So, it looks like this is my first post in this blog. Let’s start off with a brief mention of a problem I encountered while trying to set it up.

Ruby versions on my PC

Jekyll uses the Ruby programming language, and like many similar interpreted languages (e.g. Python, Go, Node.js), it’s important to get the right language version installed before software built on it will work.

The Jekyll documentation says that Ruby versions 2.5.0 and above are supported, but when I tried using the latest Ruby version provided by my OS (2.7.0) to install Jekyll, the gem program complained that a dependency required at least Ruby 3.0.0.

To resolve this, I manually installed the latest published version of Ruby (3.3.0 as of January 2024) with the ruby-install tool, and fortunately Jekyll was able to successfully install with the updated Ruby environment.

Ruby versions on Netlify

For better or for worse, my ordeal with Ruby versions didn’t end with getting my local development environment working. The time came to deploy my site to Netlify (an amazing free static web host), which seems to default to an old version of Ruby (2.7.2, to be specific), meaning that I was once again shown an error message. Fortunately, it was the “good” kind of error message, which clearly states what’s wrong and points you towards a solution (updating Ruby, in this case). Conveniently, Netlify’s docs detail how to set a specific Ruby version using an environment variable or a .ruby-version file. One gotcha was that despite claiming to support RVM’s version specifier syntax, Netlify was only able to fetch Ruby if I’d specified an exact version number: 3.3.0 worked, but 3.3 didn’t.

However, after I’d told Netlify to use the latest Ruby version (3.3.0), I encountered another error that hadn’t happened in my local environment, while gem was trying to install dependencies:

11:32:41 AM: An error occurred while installing google-protobuf (3.25.1), and Bundler cannot
11:32:41 AM: continue.
11:32:41 AM: In Gemfile:
11:32:41 AM:   minima was resolved to 2.5.1, which depends on
11:32:41 AM:     jekyll-feed was resolved to 0.17.0, which depends on
11:32:41 AM:       jekyll was resolved to 4.3.3, which depends on
11:32:41 AM:         jekyll-sass-converter was resolved to 3.0.0, which depends on
11:32:41 AM:           sass-embedded was resolved to 1.69.7, which depends on
11:32:41 AM:             google-protobuf
11:32:41 AM: Error during gem install
11:32:41 AM: Failing build: Failed to install dependencies

The workaround that I found for this issue was to once again change the Ruby version that Netlify uses – I chose to do this by setting the RUBY_VERSION environment variable in my site settings.

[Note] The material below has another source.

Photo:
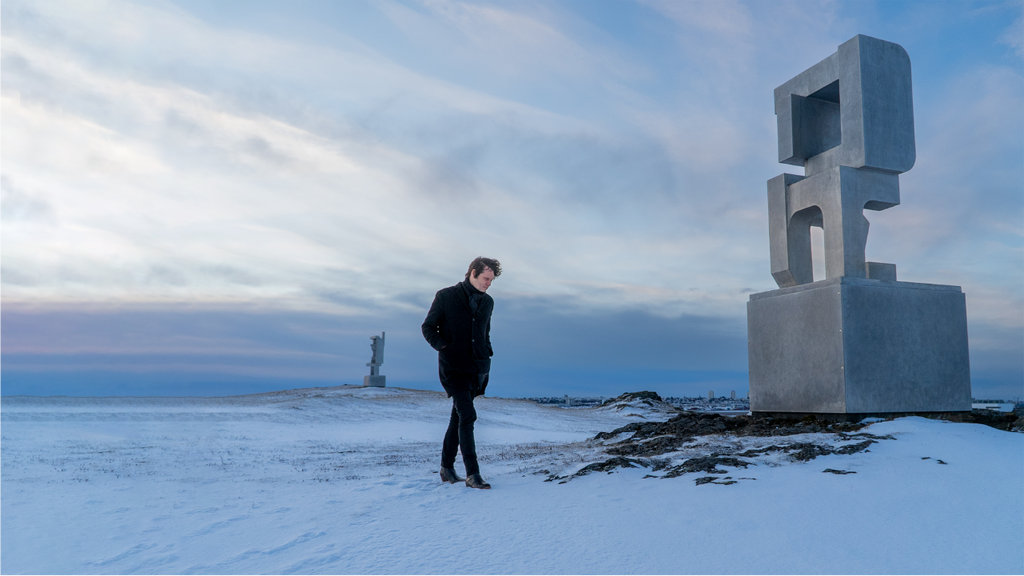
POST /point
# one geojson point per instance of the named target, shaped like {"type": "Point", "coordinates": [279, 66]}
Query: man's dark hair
{"type": "Point", "coordinates": [480, 262]}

A screenshot of the environment variables site config section in Netlify, showing the RUBY_VERSION variable being assigned a value of 3.0.0

I chose to set it to 3.0.0, i.e. the earliest version that would avoid the issue from earlier. And this worked! The blog is now live, and assuming that I haven’t changed it since this post, the site you’re on right now is powered by Ruby 3.0.0.